In nearly every scene, Priscilla finds herself the subject of control, a kind of willful prisoner. In her family home, at least, there is the normal condition of parents who know what’s best for their child, although Elvis uses his celebrity and charisma to dismantle the nuclear family institution. The key difference between the West German base and Graceland is how, under the watchful eye of the Elvis Industrial Complex, Priscilla’s best interests are secondary to his. It is a disturbing situation made bearable by Coppola’s sense of drama, and the strength of the performances from Spaeny and Elordi. Many scenes involve Priscilla alone, nursing jealousies or testing the limits of her confinement. Like any prisoner—including Marie Antoinette—she finds true freedom in the little things that do not matter to the people watching her. The most revealing scenes involve Priscilla looking in mirrors, creating an interior life to compensate for her lack of control (together with cinematographer Philippe Le Sourd, Coppola opts for a muted palette of pale blues, drab browns, and soft grays that further suggests the need for a rich imagination).

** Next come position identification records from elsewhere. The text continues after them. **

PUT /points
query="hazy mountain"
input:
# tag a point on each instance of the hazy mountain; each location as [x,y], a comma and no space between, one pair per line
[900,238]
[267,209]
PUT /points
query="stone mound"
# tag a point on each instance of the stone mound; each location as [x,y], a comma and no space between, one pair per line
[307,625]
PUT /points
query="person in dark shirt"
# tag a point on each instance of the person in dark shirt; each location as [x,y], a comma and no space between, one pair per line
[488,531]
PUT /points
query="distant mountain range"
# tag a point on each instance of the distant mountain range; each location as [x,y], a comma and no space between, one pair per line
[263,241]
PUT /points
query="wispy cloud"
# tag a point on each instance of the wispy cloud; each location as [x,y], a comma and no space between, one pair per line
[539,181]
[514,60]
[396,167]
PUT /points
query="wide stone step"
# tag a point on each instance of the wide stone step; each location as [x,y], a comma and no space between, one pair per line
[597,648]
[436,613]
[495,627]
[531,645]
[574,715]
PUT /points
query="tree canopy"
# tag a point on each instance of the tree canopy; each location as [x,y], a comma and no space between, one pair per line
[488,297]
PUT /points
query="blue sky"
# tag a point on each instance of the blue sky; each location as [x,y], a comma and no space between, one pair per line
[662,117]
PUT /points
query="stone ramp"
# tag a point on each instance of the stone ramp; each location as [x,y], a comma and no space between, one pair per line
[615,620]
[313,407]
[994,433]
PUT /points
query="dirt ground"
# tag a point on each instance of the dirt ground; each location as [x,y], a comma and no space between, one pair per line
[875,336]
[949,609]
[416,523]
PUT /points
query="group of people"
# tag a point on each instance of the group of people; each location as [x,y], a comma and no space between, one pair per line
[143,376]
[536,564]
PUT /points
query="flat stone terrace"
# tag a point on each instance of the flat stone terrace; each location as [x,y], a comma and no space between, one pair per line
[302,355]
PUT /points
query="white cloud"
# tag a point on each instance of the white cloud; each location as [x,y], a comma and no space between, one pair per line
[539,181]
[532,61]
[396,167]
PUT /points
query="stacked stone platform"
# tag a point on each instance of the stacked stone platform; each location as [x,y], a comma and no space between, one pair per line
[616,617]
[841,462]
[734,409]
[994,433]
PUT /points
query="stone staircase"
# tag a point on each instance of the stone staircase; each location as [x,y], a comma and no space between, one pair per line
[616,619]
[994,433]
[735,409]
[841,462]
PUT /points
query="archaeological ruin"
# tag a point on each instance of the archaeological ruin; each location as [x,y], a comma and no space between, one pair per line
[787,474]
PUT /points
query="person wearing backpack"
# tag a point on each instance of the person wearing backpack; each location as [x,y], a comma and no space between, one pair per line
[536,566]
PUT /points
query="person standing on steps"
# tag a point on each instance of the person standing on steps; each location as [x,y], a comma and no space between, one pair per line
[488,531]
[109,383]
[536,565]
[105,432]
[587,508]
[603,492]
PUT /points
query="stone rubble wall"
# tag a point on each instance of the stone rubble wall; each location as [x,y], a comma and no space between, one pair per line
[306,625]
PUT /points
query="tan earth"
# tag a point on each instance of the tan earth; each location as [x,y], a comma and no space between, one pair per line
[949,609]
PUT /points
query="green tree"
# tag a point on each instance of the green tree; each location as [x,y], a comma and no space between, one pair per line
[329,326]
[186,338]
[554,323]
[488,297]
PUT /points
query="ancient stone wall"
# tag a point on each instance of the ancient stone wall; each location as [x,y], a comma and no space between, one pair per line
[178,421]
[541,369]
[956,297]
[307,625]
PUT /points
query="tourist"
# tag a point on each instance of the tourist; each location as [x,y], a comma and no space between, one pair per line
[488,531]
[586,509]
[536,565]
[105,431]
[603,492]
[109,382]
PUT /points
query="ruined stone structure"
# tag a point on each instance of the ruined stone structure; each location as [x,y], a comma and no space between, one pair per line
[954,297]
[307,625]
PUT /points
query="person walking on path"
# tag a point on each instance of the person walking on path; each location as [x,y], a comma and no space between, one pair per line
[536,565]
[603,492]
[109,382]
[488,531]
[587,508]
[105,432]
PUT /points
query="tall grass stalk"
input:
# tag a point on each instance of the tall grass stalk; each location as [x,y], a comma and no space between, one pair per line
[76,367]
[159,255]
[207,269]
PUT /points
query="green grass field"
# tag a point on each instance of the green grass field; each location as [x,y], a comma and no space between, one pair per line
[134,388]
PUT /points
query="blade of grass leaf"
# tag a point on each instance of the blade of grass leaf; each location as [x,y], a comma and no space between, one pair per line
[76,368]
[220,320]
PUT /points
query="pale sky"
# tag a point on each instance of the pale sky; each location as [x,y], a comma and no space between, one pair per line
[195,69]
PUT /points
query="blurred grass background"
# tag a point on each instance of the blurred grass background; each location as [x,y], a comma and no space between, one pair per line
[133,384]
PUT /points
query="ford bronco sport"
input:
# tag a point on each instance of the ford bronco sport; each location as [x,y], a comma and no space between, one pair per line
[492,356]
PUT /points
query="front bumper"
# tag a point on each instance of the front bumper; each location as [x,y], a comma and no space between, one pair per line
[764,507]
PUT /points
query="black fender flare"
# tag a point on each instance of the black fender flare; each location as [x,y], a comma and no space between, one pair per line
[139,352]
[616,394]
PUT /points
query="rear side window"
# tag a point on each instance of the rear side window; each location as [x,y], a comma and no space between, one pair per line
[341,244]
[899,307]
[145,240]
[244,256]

The scenes between Priscilla and Elvis offer a warped sense of marital bliss. They are happy together, at least when Elvis dominates every situation, and at first Priscilla is so demure (or just young) she doesn’t mind. To her, it is perfectly normal to be dressed to her partner’s standards, to remain chaste until their marriage in 1967, eight years after their first meeting. (Beaulieu moved to Graceland in 1963.) Coppola, using the 1985 autobiography as the inspiration for her film, doesn’t need high drama to reveal the cracks in this untenable situation. There is a fascinating scene midway through the film where, during a pillow fight, Elvis gets too rough. He apologizes almost immediately, but not before saying he cannot abide a game where the man does not “win.” Priscilla does not blame herself, an improvement of her early impulse to internalize his mistakes. However, Elvis is so manipulative that, even into motherhood, Priscilla rationalizes and tolerates so much horrible conduct.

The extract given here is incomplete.